An activist and ordinary citizen could feel defeated by this but Raitt is optimistic about the Democrats' chances.

"Don't forget Bush didn't win the election," she laughs. "There are many more people upset about the way things are going than is being reported in the polls. I'm not being simplistic, there are polls and there are polls."

There is also music which is how she has made her living for thirtysomething years. Raitt might not command the same large audience she did a decade ago when she was springing radio hits like her cover of John Hiatt's Thing Called Love or the sexy Something to Talk About from her 91 Grammy-grabbing Nick of Time album - but she can ride the ups and downs.

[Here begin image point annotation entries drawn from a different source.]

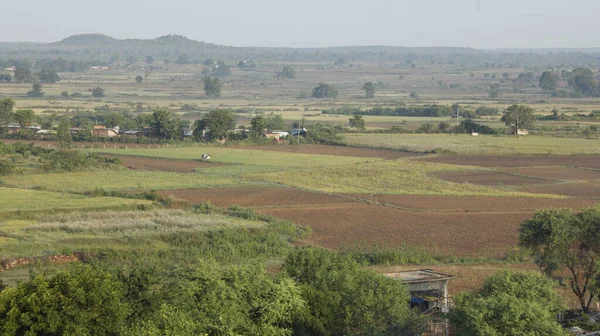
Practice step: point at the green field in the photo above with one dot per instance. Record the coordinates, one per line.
(108, 230)
(482, 144)
(34, 200)
(403, 177)
(239, 156)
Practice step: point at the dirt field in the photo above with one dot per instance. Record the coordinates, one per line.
(179, 166)
(583, 161)
(255, 197)
(337, 150)
(488, 178)
(583, 189)
(463, 233)
(562, 173)
(458, 203)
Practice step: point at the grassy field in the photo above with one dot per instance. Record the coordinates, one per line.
(34, 200)
(483, 144)
(108, 230)
(120, 180)
(240, 156)
(387, 177)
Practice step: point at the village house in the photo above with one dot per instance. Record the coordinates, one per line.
(104, 132)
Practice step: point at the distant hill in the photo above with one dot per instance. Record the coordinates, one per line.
(170, 48)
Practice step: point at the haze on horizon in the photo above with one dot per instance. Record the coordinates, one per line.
(484, 24)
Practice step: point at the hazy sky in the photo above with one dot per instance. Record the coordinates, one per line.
(465, 23)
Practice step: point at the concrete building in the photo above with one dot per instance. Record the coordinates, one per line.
(428, 289)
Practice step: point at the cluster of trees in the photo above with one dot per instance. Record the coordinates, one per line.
(317, 293)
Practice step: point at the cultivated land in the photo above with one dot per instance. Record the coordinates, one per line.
(467, 200)
(482, 144)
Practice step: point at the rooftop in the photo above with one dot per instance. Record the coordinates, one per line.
(419, 276)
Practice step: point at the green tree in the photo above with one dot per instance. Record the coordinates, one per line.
(287, 72)
(23, 71)
(345, 299)
(518, 117)
(6, 112)
(165, 125)
(36, 91)
(369, 90)
(217, 123)
(48, 76)
(212, 87)
(325, 91)
(583, 81)
(494, 91)
(357, 122)
(63, 133)
(549, 81)
(509, 304)
(81, 301)
(276, 122)
(24, 117)
(98, 92)
(561, 240)
(259, 124)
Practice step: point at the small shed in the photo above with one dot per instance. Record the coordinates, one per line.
(428, 289)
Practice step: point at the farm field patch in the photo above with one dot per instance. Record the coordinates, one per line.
(483, 144)
(240, 156)
(120, 180)
(579, 161)
(462, 233)
(558, 173)
(337, 151)
(581, 189)
(457, 203)
(487, 178)
(178, 166)
(388, 177)
(12, 199)
(254, 197)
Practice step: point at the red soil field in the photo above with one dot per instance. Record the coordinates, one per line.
(463, 233)
(255, 197)
(583, 189)
(562, 173)
(487, 178)
(587, 161)
(179, 166)
(458, 203)
(337, 150)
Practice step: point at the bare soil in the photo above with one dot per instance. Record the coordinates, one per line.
(255, 197)
(487, 178)
(337, 150)
(581, 189)
(459, 203)
(557, 173)
(179, 166)
(463, 233)
(582, 161)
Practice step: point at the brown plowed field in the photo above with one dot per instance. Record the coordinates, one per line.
(463, 233)
(254, 197)
(585, 161)
(562, 173)
(337, 150)
(583, 189)
(179, 166)
(487, 178)
(458, 203)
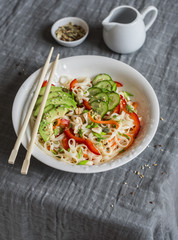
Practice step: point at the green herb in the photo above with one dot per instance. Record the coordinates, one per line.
(106, 130)
(61, 150)
(80, 132)
(123, 150)
(61, 130)
(126, 136)
(82, 162)
(54, 152)
(99, 136)
(129, 108)
(93, 125)
(103, 133)
(56, 131)
(85, 111)
(127, 95)
(80, 153)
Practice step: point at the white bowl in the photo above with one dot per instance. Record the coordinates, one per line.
(64, 21)
(81, 66)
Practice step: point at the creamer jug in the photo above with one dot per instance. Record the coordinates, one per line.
(124, 30)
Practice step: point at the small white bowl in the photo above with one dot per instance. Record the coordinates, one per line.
(65, 21)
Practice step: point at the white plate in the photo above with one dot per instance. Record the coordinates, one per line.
(81, 66)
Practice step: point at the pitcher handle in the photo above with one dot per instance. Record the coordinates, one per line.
(153, 18)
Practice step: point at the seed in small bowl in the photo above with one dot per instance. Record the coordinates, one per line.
(70, 32)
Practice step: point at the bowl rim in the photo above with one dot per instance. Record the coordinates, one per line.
(17, 120)
(53, 30)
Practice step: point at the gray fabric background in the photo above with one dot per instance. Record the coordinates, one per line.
(51, 204)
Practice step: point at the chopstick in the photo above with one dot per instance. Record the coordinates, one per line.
(15, 150)
(26, 163)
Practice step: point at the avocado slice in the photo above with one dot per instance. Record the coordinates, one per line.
(52, 89)
(45, 128)
(51, 95)
(58, 101)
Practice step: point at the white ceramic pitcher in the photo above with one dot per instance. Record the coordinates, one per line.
(124, 30)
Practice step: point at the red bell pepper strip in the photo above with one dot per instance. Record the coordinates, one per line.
(133, 116)
(118, 84)
(87, 142)
(65, 143)
(45, 84)
(64, 123)
(123, 103)
(103, 121)
(117, 109)
(72, 84)
(86, 104)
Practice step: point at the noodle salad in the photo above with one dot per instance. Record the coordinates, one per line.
(87, 121)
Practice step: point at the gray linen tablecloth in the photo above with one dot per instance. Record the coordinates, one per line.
(118, 204)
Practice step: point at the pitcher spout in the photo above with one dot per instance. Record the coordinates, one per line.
(107, 26)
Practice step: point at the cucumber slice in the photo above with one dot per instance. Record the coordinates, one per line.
(114, 100)
(100, 97)
(105, 85)
(101, 77)
(114, 85)
(100, 107)
(93, 91)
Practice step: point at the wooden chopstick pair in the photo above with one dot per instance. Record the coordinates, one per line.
(26, 163)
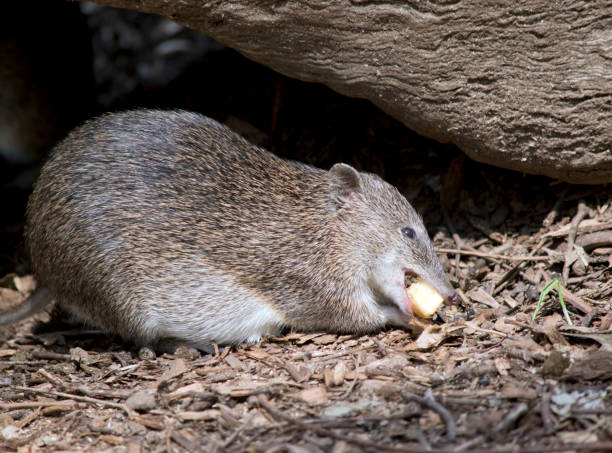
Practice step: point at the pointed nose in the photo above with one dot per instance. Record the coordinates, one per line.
(452, 299)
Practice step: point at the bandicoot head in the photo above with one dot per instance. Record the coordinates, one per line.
(395, 246)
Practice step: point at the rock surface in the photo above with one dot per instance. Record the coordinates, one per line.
(523, 86)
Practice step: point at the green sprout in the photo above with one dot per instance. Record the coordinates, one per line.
(548, 288)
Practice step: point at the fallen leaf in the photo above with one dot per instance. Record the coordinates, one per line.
(25, 284)
(209, 414)
(235, 362)
(187, 390)
(592, 365)
(142, 400)
(314, 395)
(516, 391)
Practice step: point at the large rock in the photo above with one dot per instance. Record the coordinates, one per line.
(522, 85)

Her career started with a lot of downs and in Raitt lore there were years under the bottle, and a decade when record companies didn't know what to do with her. By the late 80s she looked like a promising contender who never quite made it.

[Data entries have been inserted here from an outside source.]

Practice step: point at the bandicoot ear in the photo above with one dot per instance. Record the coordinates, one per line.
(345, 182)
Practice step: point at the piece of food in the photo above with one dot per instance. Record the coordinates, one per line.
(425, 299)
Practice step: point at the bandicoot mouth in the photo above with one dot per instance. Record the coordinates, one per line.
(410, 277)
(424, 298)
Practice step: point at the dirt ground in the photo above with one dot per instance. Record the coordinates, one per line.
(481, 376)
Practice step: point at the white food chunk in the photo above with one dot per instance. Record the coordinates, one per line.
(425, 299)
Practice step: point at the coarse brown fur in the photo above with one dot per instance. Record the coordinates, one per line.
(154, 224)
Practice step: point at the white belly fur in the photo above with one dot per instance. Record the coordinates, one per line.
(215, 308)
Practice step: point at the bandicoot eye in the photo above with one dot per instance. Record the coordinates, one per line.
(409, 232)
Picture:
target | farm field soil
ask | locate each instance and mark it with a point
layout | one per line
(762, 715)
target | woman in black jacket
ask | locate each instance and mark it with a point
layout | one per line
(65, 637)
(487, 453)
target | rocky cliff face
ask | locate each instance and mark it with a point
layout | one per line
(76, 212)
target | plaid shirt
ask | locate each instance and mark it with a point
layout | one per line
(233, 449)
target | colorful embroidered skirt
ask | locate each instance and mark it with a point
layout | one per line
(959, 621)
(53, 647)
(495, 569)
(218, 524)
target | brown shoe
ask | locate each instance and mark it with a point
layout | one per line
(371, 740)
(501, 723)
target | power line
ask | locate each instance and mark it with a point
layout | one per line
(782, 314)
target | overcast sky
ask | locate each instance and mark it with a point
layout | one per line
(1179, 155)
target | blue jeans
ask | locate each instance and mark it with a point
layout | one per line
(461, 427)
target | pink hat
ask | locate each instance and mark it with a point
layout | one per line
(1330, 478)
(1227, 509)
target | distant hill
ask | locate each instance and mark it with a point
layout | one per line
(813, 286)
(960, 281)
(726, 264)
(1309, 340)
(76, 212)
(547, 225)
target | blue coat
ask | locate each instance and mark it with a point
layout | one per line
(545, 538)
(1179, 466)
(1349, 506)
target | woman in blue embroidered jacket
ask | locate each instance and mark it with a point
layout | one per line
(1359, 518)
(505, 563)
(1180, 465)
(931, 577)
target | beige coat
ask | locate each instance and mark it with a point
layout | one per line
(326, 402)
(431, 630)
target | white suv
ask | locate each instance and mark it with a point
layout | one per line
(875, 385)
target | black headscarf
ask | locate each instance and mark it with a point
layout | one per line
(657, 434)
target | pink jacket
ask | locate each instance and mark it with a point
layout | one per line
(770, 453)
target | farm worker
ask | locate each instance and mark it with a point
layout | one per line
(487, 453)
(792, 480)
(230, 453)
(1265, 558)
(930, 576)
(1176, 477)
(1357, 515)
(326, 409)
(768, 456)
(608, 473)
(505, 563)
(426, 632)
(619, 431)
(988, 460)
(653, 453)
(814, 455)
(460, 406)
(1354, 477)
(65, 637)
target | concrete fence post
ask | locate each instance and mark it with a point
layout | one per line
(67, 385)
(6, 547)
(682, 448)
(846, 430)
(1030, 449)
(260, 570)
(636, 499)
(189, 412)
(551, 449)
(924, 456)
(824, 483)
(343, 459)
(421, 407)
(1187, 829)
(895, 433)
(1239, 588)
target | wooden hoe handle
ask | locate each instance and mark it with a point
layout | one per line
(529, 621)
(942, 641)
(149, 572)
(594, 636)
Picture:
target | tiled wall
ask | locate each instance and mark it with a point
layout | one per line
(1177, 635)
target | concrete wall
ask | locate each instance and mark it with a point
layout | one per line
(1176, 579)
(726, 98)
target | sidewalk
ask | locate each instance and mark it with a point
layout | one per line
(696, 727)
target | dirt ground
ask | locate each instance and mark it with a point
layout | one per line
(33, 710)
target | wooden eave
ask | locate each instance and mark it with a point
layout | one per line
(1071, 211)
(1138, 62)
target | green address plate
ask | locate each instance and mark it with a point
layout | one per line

Then there was a series of remarkably mature albums in the early 90s: Nick of Time, Luck of the Draw and Longing in Their Hearts.

Those albums, relentless touring and her sassy stage presence - the long red hair, the brilliant slide guitar work, the nail hard or heartfelt delivery of lyrics - made Raitt something close to a star.

In part because her music is founded on the blues - she is active in numerous blues organisations and an articulate advocate for blues artists - it has more depth than the pastel pop of some of her peers.

Last year was her year of years: it was a celebration of blues in America and Raitt was in the frontline. She appeared on television specials and at festivals, and sang duets with three of her all-time heroes: Toots and the Maytals, Ray Charles and Al Green.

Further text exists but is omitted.